Tropes that apply to him and his works include:
- All Issues Are Political Issues: In common with the Soviet Union's politicization of art, Shostakovich had to tread very carefully, even with fully-instrumental works, lest he do something to offend the Culture Police.
- Dramatic Timpani: The finale of Symphony No. 5 in D minor went to town on this trope.
- Early-Installment Weirdness: The style of the young Shostakovich is vastly different from the older one, for obvious reasons.
- "Psycho" Strings: Shostakovich was particularly fond of these, using them to create an atmosphere of unsettling tension even where one would not expect to find such.
- Sanity Slippage: He struggled pretty hard to keep himself on the party line - to the point where his wits almost eroded.
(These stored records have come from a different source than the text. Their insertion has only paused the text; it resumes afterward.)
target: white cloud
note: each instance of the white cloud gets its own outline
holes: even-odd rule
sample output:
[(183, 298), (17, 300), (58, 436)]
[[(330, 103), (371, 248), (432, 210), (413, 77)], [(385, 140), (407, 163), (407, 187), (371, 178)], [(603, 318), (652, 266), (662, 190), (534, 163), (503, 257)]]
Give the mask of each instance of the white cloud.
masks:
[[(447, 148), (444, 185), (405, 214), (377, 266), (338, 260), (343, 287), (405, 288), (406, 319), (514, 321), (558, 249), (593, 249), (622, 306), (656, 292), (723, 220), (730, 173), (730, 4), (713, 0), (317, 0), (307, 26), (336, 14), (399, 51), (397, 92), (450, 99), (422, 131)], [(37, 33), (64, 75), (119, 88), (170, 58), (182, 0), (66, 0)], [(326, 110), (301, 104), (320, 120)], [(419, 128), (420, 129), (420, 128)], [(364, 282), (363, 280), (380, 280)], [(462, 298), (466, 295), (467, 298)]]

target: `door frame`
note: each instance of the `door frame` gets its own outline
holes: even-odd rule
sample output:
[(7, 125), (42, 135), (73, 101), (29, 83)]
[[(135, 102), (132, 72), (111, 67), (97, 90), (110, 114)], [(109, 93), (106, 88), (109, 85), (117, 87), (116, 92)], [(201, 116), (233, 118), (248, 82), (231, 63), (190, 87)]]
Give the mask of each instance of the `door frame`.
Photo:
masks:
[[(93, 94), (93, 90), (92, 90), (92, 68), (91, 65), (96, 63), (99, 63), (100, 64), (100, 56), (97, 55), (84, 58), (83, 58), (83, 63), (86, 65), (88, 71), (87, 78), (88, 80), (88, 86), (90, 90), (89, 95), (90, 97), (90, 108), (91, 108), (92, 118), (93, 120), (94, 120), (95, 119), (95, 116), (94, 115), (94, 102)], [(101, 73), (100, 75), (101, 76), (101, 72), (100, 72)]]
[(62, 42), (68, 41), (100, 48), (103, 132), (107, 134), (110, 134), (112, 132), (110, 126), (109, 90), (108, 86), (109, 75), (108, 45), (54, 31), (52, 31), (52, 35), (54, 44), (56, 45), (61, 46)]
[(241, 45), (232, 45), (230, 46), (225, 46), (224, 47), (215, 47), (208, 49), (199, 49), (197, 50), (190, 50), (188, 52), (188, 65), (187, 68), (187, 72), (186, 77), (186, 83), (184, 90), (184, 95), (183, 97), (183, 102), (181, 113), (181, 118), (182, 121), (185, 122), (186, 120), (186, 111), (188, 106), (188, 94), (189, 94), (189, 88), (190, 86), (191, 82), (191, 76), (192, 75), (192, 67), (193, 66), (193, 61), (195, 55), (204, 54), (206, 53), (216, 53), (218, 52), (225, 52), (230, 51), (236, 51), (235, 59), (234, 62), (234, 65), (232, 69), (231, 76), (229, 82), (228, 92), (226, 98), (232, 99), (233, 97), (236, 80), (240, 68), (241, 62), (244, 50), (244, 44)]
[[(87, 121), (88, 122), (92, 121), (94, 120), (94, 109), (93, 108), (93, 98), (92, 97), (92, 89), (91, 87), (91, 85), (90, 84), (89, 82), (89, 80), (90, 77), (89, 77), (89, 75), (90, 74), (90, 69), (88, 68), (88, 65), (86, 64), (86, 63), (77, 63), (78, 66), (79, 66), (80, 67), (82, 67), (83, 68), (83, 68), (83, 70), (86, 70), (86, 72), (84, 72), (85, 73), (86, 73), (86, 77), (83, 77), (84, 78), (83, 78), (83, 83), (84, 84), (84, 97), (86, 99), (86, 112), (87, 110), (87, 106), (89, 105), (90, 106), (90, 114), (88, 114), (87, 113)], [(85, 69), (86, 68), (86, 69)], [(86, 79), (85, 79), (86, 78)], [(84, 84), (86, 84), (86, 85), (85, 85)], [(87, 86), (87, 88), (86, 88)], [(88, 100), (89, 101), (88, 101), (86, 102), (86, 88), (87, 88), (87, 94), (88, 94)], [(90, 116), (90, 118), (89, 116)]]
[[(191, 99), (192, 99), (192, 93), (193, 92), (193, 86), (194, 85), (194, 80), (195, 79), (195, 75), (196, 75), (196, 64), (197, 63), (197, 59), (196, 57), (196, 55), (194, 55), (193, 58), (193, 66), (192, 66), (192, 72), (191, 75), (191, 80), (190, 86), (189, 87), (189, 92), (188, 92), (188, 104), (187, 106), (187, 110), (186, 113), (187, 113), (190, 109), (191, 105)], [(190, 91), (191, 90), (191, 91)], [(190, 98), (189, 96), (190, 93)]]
Consider that Shostakovich pre-1930 was out of reins in a fashion that would surprise any member of the party after The Purge.
- Sell-Out: Many of his Western contemporaries considered him to be this, as he lived as good a life an artist could in the Soviet Union, writing what are effectively Soviet and Stalinist propaganda pieces. It didn't help that he refused to leave the Soviet Union despite being given the opportunity to.
- Stealth Parody: Symphony No. 5 in D minor, 'An Artist's Creative Response to Just Criticism', was hurriedly composed to curry favour with the Party apparatchiks through the sort of simple, heroic classical music that they preferred, after Pravda's slamming of Lady Macbeth left Shostakovich on very thin ice indeed. They happily lapped it up too, not noticing the little details that he had slipped in to convey his own opinion of the project, like the "Psycho" Strings in the grand, triumphant finale.
- Take That!: After Pravda denounced Lady Macbeth of the Mtsensk District, forcing him to adhere more closely to Soviet-approved forms of music or face dire consequences, his work became littered with these.
- Symphony No. 9 in E♭ major shows him in full-on Deadpan Snarker mode, with victory celebration music (this was just after World War II ended) vying rather hopelessly with a Circus of Fear theme representing the Soviet leadership. Also, Wagnerian motifs are used to hint at the fact that Utopia Justifies the Means regimes aren't so different from each other.
- Symphony No. 13 in B♭ minor (Babi Yar) was a setting of poems that were openly critical of the Soviet government, mocking the careerism of government officials and referencing the fear of the government and women waiting in line for goods at sparsely-stocked stores. It was a struggle to find a conductor and soloist for the premiere, and the text was edited without his consent.
- Antiformalist Rayok note was an entire cantata for piano, four voices, and chorus, written to satirize the Zhdanov Doctrine. Mocking the official Soviet artistic and cultural policy of the time, it was never performed during Shostakovich's lifetime; he intended to publish it in the 1960s, but the backlash to Symphony No. 13 in B♭ minor persuaded him to keep it secret, and it was only premiered in 1989.
- Theremin: He pioneered the use of the Russian-invented electronic instrument in a film score as early as 1931.
- Title by Year: Two symphonies:
- Symphony No. 11 in G minor (The Year 1905), composed in 1957.
- Symphony No. 12 in D minor (The Year 1917), composed in 1961.